One potential drawback of Praluent, Repatha, and several other PCSK9 inhibitors in development is the need for repeated injections of the drugs. Drug development will potentially bring forth oral PCSK9 inhibitors, vaccines and gene therapy as modalities to treat dyslipidemia. With the hope of providing non-injectable options, Pfizer is developing an oral PCSK9 inhibitor, currently in phase 1 trials. In addition, Serometrix’s oral PCSK9 inhibitor, SX-PCK9, has entered preclinical trials.

In efforts to reduce the number of injections required for effective treatment, vaccines to PCSK9 are being explored. Clinical trials are expected to begin in mid-2016 for an anti-PCSK9 vaccine that Pfizer is developing to stimulate the immune system into producing long-lasting PCSK9 antibodies. Two PCSK9 vaccine candidates (ATH04 and ATH06) from AFFiRiS AG have begun recruiting participants for phase 1 clinical trials, with a third vaccine candidate (ATH05) showing promising data in animal models. Alnylam Pharmaceuticals® and The Medicines Company recently reported positive results from their phase I clinical trial with ALN-PCSsc, an investigational RNAi therapeutic targeting PCSK9 which would likely be dosed quarterly. Approval of these vaccines and non-injectable anti-PCSK9 agents are, however, likely still several years away.

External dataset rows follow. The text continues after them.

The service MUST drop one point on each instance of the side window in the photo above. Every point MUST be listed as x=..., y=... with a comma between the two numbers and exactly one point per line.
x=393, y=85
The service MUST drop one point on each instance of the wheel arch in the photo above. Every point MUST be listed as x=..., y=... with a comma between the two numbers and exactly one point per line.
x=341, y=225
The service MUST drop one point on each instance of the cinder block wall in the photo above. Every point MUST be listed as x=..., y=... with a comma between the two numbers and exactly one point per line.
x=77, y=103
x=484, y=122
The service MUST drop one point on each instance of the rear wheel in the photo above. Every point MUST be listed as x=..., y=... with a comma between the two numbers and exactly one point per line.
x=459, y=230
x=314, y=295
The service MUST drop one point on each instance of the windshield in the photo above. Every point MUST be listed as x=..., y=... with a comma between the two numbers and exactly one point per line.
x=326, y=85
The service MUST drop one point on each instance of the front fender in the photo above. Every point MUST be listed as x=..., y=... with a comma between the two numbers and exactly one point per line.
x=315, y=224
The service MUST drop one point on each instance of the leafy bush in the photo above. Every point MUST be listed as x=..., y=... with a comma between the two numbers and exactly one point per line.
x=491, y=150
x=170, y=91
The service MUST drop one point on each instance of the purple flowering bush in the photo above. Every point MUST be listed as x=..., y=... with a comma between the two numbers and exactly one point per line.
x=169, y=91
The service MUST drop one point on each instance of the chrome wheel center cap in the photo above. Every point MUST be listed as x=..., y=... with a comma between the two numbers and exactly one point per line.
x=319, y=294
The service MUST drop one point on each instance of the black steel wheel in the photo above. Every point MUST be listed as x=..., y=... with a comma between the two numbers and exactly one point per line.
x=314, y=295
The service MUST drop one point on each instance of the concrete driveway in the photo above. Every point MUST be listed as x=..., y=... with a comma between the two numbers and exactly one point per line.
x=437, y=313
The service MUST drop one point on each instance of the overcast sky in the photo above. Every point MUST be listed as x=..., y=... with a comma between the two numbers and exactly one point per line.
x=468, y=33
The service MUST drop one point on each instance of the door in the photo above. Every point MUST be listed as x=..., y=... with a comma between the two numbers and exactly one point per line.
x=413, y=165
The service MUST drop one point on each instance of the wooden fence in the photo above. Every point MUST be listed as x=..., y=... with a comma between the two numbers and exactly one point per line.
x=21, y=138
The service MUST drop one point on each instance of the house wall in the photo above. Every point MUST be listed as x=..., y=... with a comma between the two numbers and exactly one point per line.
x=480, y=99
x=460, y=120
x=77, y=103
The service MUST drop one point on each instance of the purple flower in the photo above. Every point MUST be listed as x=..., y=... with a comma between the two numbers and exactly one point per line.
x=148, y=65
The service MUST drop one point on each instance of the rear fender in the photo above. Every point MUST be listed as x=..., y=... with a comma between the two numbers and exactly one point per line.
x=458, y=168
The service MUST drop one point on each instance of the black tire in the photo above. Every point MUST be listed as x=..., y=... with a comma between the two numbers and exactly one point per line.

Although the forthcoming data from the clinical trials appears to be promising in the reduction of LDL-C and theoretically, a reduction in cardiovascular events, it is not known what the absolute cardiovascular benefit will be with this new class of drugs. Results from the outcomes trials with the newly approved PCSK9 inhibitors are anticipated to report out in 2017/2018. Given the lack of long-term safety and efficacy data for PCSK9 inhibitors; the fact that most patients can tolerate statins rather well; the steep price of PCSK9 inhibitors compared to statins; and the current recommendation that they be used in conjunction with statins, the exact role of PCSK9s in cholesterol treatment remains to be seen.